Startled, I turned to see my aunt Sarah, the mother of the bride, standing just a few feet behind me. I instantly thought she’d overheard what Rachel and I had been talking about and had come out here to see if I was okay. But when she stepped to the fence beside me and began cooing to my horse as well, I saw the sadness in her eyes, and I realized that she’d come out here for herself. Sarah didn’t often mention my mother, her only sister. Those rare times she did, it was only with me.
“I can’t imagine how hard it must be.” I returned my gaze to the animal in front of us.
“Ya. It still hurts, even after all these years. I don’t think most people know how much.”
I didn’t reply. I didn’t need to. We’d always had this bond, this loss, even though Sarah wasn’t one to bring it up often.
“She ran off the night before my birthday, did I ever tell you that?”
My eyes widened. “No.”
“It was my twentieth birthday. We were supposed to have a family party, of course. But she and I also had plans for a fun time later that night, off on our own with Jonah and some of our other friends. We were all still on our rumspringa, and she and I were sort of known as the two sisters who were always raising a ruckus.”
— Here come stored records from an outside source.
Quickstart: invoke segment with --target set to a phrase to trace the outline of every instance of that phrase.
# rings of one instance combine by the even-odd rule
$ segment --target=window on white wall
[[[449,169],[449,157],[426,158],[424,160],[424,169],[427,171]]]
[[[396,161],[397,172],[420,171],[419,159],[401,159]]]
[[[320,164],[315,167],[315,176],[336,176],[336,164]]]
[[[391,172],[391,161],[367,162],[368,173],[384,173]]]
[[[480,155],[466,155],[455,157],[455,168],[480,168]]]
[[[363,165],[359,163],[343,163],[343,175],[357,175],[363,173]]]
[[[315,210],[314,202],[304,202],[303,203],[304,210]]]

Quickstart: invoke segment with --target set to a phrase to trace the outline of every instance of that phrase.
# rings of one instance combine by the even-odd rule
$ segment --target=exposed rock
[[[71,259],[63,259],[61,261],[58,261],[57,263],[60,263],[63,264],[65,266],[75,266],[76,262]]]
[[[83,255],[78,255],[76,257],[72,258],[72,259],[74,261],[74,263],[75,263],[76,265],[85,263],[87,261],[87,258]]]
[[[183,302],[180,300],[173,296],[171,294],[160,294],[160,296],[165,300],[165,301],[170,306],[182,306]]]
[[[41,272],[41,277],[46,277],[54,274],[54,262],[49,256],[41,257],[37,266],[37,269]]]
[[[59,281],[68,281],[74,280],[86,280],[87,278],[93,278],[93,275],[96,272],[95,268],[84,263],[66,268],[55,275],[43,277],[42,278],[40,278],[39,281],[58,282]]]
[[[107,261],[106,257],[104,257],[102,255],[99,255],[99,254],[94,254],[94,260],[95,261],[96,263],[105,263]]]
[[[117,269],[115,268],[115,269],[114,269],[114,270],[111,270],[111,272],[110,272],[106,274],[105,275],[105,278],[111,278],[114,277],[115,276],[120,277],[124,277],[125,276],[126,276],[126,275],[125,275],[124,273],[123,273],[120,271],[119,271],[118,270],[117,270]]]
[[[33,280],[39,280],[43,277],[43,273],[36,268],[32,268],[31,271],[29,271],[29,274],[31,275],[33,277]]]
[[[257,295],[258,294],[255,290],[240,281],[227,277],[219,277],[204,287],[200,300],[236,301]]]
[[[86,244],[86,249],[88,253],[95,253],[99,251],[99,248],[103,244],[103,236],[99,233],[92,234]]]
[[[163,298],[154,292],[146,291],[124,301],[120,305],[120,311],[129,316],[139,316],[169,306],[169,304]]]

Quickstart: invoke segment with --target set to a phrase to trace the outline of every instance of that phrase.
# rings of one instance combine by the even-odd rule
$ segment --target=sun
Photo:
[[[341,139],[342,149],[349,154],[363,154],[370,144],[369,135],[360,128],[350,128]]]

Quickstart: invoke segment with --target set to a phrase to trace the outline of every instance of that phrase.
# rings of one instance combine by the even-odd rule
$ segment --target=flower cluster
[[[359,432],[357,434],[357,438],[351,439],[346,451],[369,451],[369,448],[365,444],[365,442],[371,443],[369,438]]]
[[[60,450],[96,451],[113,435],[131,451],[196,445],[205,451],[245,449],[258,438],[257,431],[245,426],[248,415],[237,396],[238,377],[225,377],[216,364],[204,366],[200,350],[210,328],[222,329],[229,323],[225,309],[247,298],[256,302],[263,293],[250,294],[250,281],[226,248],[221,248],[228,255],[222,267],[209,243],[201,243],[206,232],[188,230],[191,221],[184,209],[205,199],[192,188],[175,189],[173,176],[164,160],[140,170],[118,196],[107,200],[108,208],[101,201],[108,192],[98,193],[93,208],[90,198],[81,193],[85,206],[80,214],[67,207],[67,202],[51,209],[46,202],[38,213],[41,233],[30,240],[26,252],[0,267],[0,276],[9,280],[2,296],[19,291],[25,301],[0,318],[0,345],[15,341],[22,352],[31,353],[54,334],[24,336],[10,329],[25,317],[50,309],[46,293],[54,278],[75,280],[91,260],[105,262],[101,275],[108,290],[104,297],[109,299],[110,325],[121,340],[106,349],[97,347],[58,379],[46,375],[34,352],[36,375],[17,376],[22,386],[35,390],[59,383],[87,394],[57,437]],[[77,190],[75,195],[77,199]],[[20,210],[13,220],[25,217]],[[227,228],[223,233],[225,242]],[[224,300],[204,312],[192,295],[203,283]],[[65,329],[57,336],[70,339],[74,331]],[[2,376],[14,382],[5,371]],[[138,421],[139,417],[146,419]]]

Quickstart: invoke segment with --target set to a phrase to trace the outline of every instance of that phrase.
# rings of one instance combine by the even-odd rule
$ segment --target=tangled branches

I smiled. “Somehow, I can’t picture you as the ruckus-raising type.”
Now it was her turn to smile. “Ya, well, you’re probably right about that. Sadie was far more outgoing than I, far more energetic and alive. After she left, I refused to celebrate my birthday that year—at home or with my friends. I just stayed in my room and cried all night. At the time, I wondered if I would ever be happy again. She was my best friend. And she left me without even telling me why.”
There was nothing I could say to that, so finally I just reached out, took her hand in mine, and gave it a squeeze. She squeezed back, her grip firm.
“Of course, time and forgiveness heal all wounds. And marrying Jonah two years later brought joy back to my life, but I have never been able to get over the fact that your mother isn’t here, sharing special days like this with me. I had always imagined she would.”
She released my hand to dab at her eyes, which had filled with tears. “I’m sorry, Tyler. Here you are enjoying Anna and Tobias’s special day, and I come along and start blubbering like an old fool.”
I shook my head, wishing I had more comfort to offer her. All I could do was give her a hug and tell her what I always told myself, that at least we had our memories.
When I returned to the barn and my place at the table, Rachel seemed to sense she had crossed a line. Except for reaching over to give my hand a loving squeeze, she let me alone for a while, remaining silent and simply watching the others around the table. When she finally spoke, it was to point out the various treats, saying who made what, and how. The earlier topic was dropped and all serious conversation avoided, though I sensed we would both spend the rest of the time at the wedding pondering our exchange.